Keluarga dai memang harus dinamis. Di dalam keluarga itu harus ada nasihat untuk juru nasihat; harus ada peringatan untuk pihak yang terbiasa memberikan peringatan; harus ada penumbuhan optimisme kepada orang yang tampak selalu optimis; harus ada perlindungan kepada orang-orang yang terbiasa berada di bagian terdepan di medan pertempuran; harus ada pembaruan kepada para pembaru; harus ada tatsqif kepada dua ustadz secara timbal balik; harus ada penumbuhan semangat di dalamnya.
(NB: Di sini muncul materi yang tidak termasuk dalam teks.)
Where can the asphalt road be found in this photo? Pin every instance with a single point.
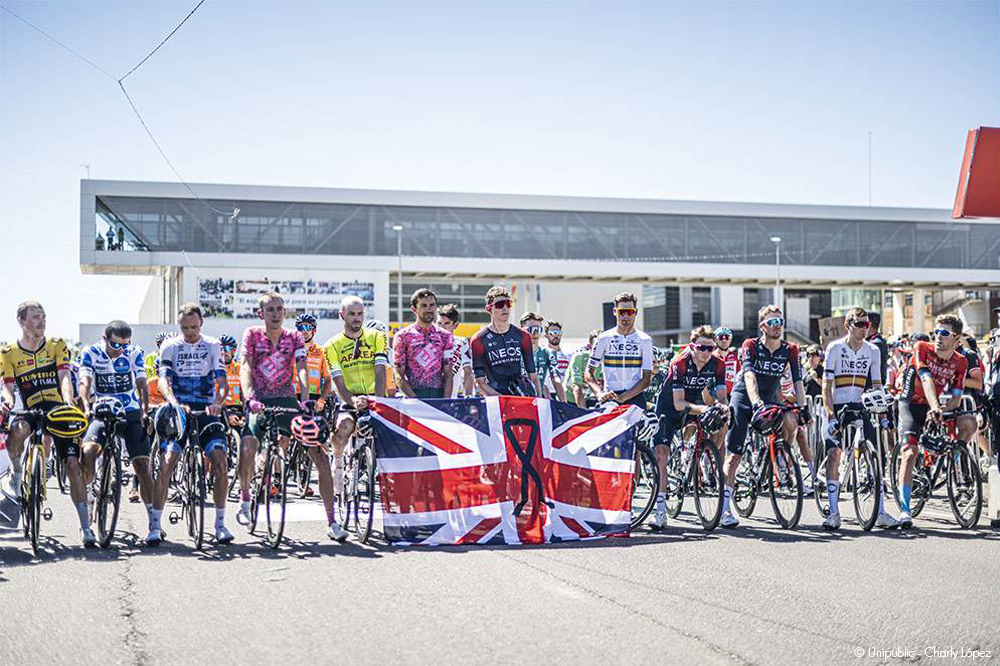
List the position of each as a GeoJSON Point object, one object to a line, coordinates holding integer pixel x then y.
{"type": "Point", "coordinates": [756, 595]}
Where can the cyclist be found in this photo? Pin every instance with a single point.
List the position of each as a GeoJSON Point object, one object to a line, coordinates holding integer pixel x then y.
{"type": "Point", "coordinates": [582, 395]}
{"type": "Point", "coordinates": [626, 356]}
{"type": "Point", "coordinates": [422, 352]}
{"type": "Point", "coordinates": [731, 357]}
{"type": "Point", "coordinates": [192, 377]}
{"type": "Point", "coordinates": [114, 367]}
{"type": "Point", "coordinates": [763, 362]}
{"type": "Point", "coordinates": [358, 360]}
{"type": "Point", "coordinates": [546, 365]}
{"type": "Point", "coordinates": [694, 374]}
{"type": "Point", "coordinates": [38, 367]}
{"type": "Point", "coordinates": [463, 383]}
{"type": "Point", "coordinates": [553, 335]}
{"type": "Point", "coordinates": [502, 360]}
{"type": "Point", "coordinates": [852, 365]}
{"type": "Point", "coordinates": [935, 369]}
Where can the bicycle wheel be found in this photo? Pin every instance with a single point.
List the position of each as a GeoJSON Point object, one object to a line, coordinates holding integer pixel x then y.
{"type": "Point", "coordinates": [786, 487]}
{"type": "Point", "coordinates": [278, 502]}
{"type": "Point", "coordinates": [709, 486]}
{"type": "Point", "coordinates": [645, 485]}
{"type": "Point", "coordinates": [965, 487]}
{"type": "Point", "coordinates": [364, 514]}
{"type": "Point", "coordinates": [109, 494]}
{"type": "Point", "coordinates": [866, 483]}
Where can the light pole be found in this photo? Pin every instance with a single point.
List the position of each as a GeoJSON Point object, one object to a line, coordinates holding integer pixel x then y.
{"type": "Point", "coordinates": [398, 228]}
{"type": "Point", "coordinates": [777, 272]}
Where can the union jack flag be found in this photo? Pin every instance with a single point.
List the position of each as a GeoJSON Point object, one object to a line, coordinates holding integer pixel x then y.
{"type": "Point", "coordinates": [502, 470]}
Hanya dengan itu, keluarga dai menjadi dinamis.
Didorong oleh tuntutan adanya timbal balik dakwah dalam keluarga dai maka meletakkan suami atau istri di pihak yang lain sebagai manusia dewasa adalah sebuah prinsip. Menggunakan kata ‘ajak’ sebagai ganti kata ‘bawa’ adalah sebuah hal yang layak untuk dipertimbangkan. Manusia dewasa adalah pihak yang yang patut dihormati dan dihargai. Dengan menghormatinya, suami atau istri dan mungkin anak-anak akan terpacu untuk berpikir dan mengemukakan pendapatnya. Dengan menghargainya, ia akan terhindar dari kematian semangat dan gairah hidup. Dinamis atau tidaknya keluarga dai ditentukan oleh peran serta take and give di antara istri dan suami serta anakanak. Istri aktif memberi dan menerima, demikian pula dengan suami terhadap istrinya.
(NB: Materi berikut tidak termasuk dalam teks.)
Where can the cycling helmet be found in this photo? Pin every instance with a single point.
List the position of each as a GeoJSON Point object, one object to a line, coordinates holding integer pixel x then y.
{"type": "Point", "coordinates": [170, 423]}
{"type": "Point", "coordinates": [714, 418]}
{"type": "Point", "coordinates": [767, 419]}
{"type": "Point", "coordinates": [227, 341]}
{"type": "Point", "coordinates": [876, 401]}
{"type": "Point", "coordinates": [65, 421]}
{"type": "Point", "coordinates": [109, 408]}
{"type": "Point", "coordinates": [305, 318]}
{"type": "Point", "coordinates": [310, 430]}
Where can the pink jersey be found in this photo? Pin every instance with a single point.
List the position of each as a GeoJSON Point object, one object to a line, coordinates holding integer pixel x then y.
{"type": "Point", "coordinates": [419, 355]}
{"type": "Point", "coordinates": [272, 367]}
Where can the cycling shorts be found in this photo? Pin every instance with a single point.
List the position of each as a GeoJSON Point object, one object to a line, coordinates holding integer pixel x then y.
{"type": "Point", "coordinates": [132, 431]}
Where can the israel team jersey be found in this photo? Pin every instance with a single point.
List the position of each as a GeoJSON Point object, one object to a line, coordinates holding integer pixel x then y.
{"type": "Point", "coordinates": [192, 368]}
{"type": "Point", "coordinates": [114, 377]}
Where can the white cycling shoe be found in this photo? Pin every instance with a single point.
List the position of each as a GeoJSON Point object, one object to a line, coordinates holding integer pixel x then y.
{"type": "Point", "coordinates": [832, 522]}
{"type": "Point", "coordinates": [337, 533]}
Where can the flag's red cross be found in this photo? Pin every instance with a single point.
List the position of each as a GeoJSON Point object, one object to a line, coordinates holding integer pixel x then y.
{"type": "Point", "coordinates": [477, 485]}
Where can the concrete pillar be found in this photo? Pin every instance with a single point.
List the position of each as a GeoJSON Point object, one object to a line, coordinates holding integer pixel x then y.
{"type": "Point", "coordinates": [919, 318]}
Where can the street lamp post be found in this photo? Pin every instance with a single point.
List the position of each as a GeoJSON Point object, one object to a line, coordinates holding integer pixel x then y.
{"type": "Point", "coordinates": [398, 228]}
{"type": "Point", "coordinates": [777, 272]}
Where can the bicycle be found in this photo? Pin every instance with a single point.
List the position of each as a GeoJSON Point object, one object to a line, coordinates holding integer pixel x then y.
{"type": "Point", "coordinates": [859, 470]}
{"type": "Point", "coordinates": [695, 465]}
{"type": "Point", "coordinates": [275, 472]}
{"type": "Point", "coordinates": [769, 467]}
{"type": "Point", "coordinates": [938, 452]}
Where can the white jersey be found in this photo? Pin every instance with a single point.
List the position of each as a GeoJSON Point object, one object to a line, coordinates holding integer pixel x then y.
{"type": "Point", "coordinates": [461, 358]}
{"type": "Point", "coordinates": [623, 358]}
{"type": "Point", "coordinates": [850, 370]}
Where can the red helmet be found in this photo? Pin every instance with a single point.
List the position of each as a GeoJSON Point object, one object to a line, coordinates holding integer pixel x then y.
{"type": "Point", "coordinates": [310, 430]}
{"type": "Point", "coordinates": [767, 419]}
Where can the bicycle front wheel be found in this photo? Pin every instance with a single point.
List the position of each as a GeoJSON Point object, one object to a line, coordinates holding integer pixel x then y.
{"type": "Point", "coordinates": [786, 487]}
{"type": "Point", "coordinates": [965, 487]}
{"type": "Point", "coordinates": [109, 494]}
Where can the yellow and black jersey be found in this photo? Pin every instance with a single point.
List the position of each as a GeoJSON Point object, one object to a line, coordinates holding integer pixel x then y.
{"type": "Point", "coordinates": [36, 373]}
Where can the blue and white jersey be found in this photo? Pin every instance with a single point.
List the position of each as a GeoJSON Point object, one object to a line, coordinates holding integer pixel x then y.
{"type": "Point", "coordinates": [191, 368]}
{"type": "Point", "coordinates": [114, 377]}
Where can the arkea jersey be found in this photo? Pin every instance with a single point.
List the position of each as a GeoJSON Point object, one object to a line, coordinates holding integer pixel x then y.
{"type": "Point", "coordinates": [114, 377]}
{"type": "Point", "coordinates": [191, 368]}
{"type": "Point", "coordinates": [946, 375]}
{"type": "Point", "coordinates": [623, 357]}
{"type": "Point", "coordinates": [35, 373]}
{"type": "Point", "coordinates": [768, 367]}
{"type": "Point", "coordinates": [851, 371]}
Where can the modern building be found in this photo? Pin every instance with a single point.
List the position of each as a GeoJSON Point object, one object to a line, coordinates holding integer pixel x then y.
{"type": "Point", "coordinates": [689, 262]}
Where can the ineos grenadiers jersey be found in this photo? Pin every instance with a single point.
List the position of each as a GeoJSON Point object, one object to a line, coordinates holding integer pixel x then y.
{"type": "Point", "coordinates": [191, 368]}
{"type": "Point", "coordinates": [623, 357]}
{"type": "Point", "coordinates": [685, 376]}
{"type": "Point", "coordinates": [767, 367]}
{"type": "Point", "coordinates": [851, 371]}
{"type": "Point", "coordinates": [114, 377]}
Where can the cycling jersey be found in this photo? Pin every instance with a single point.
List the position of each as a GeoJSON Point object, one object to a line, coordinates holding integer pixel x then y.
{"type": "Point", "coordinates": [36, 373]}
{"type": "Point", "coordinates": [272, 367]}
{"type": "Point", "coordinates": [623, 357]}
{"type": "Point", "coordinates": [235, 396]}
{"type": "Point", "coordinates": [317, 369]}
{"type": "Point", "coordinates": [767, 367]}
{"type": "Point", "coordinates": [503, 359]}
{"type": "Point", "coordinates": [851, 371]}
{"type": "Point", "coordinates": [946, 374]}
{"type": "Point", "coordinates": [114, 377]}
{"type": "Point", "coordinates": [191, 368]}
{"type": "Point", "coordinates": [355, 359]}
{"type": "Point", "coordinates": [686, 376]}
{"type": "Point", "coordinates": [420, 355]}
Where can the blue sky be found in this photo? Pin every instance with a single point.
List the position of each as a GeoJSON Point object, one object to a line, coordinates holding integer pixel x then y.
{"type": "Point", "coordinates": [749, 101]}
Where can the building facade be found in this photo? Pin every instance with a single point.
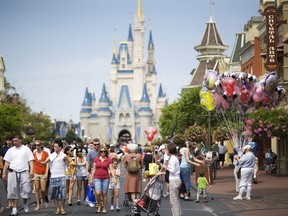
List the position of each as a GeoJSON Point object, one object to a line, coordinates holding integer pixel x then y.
{"type": "Point", "coordinates": [134, 99]}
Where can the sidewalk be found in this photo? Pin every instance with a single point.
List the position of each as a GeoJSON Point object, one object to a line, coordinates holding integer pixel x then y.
{"type": "Point", "coordinates": [269, 196]}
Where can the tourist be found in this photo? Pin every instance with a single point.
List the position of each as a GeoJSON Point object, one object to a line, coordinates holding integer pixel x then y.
{"type": "Point", "coordinates": [81, 175]}
{"type": "Point", "coordinates": [174, 179]}
{"type": "Point", "coordinates": [19, 162]}
{"type": "Point", "coordinates": [133, 181]}
{"type": "Point", "coordinates": [70, 172]}
{"type": "Point", "coordinates": [100, 174]}
{"type": "Point", "coordinates": [40, 173]}
{"type": "Point", "coordinates": [58, 163]}
{"type": "Point", "coordinates": [246, 163]}
{"type": "Point", "coordinates": [222, 151]}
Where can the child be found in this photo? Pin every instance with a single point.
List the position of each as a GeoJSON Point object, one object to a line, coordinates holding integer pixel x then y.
{"type": "Point", "coordinates": [202, 184]}
{"type": "Point", "coordinates": [114, 187]}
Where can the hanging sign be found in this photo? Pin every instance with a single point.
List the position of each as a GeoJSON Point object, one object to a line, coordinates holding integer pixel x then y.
{"type": "Point", "coordinates": [271, 39]}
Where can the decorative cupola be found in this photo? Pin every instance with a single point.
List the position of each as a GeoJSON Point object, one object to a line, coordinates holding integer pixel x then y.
{"type": "Point", "coordinates": [145, 101]}
{"type": "Point", "coordinates": [211, 51]}
{"type": "Point", "coordinates": [161, 93]}
{"type": "Point", "coordinates": [114, 56]}
{"type": "Point", "coordinates": [123, 55]}
{"type": "Point", "coordinates": [130, 36]}
{"type": "Point", "coordinates": [151, 60]}
{"type": "Point", "coordinates": [87, 102]}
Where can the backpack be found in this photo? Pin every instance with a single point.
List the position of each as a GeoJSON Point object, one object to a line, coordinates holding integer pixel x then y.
{"type": "Point", "coordinates": [133, 165]}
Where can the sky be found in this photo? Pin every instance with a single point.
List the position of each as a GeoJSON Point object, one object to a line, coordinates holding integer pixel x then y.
{"type": "Point", "coordinates": [54, 49]}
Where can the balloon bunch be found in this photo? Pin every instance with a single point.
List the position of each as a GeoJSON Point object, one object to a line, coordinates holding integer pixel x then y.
{"type": "Point", "coordinates": [150, 133]}
{"type": "Point", "coordinates": [240, 90]}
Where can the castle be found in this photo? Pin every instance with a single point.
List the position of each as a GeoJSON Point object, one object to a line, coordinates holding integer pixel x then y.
{"type": "Point", "coordinates": [134, 100]}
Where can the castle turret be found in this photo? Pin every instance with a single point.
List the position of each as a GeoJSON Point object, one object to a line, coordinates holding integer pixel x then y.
{"type": "Point", "coordinates": [211, 51]}
{"type": "Point", "coordinates": [130, 42]}
{"type": "Point", "coordinates": [104, 114]}
{"type": "Point", "coordinates": [2, 79]}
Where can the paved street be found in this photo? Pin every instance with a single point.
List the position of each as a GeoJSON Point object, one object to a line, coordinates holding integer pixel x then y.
{"type": "Point", "coordinates": [269, 197]}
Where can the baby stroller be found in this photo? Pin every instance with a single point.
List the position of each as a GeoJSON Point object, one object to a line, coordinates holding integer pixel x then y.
{"type": "Point", "coordinates": [150, 200]}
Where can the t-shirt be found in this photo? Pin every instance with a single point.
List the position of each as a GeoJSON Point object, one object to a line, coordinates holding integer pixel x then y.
{"type": "Point", "coordinates": [57, 164]}
{"type": "Point", "coordinates": [202, 182]}
{"type": "Point", "coordinates": [91, 157]}
{"type": "Point", "coordinates": [102, 168]}
{"type": "Point", "coordinates": [222, 149]}
{"type": "Point", "coordinates": [19, 158]}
Akhirnya, memberi dan menerima memang bukan urusan membawa atau dibawa, tetapi lebih kepada persoalan mengajak atau diajak. Sudahkah Anda tarbiyah? Sudahkah Anda tarbiyah adalah sudahkah Anda menghargai pasangan Anda? Sudahkah tarbiyah adalah sudahkah Anda mengajak pasangan dan keluarga Anda? Wallahua’lam.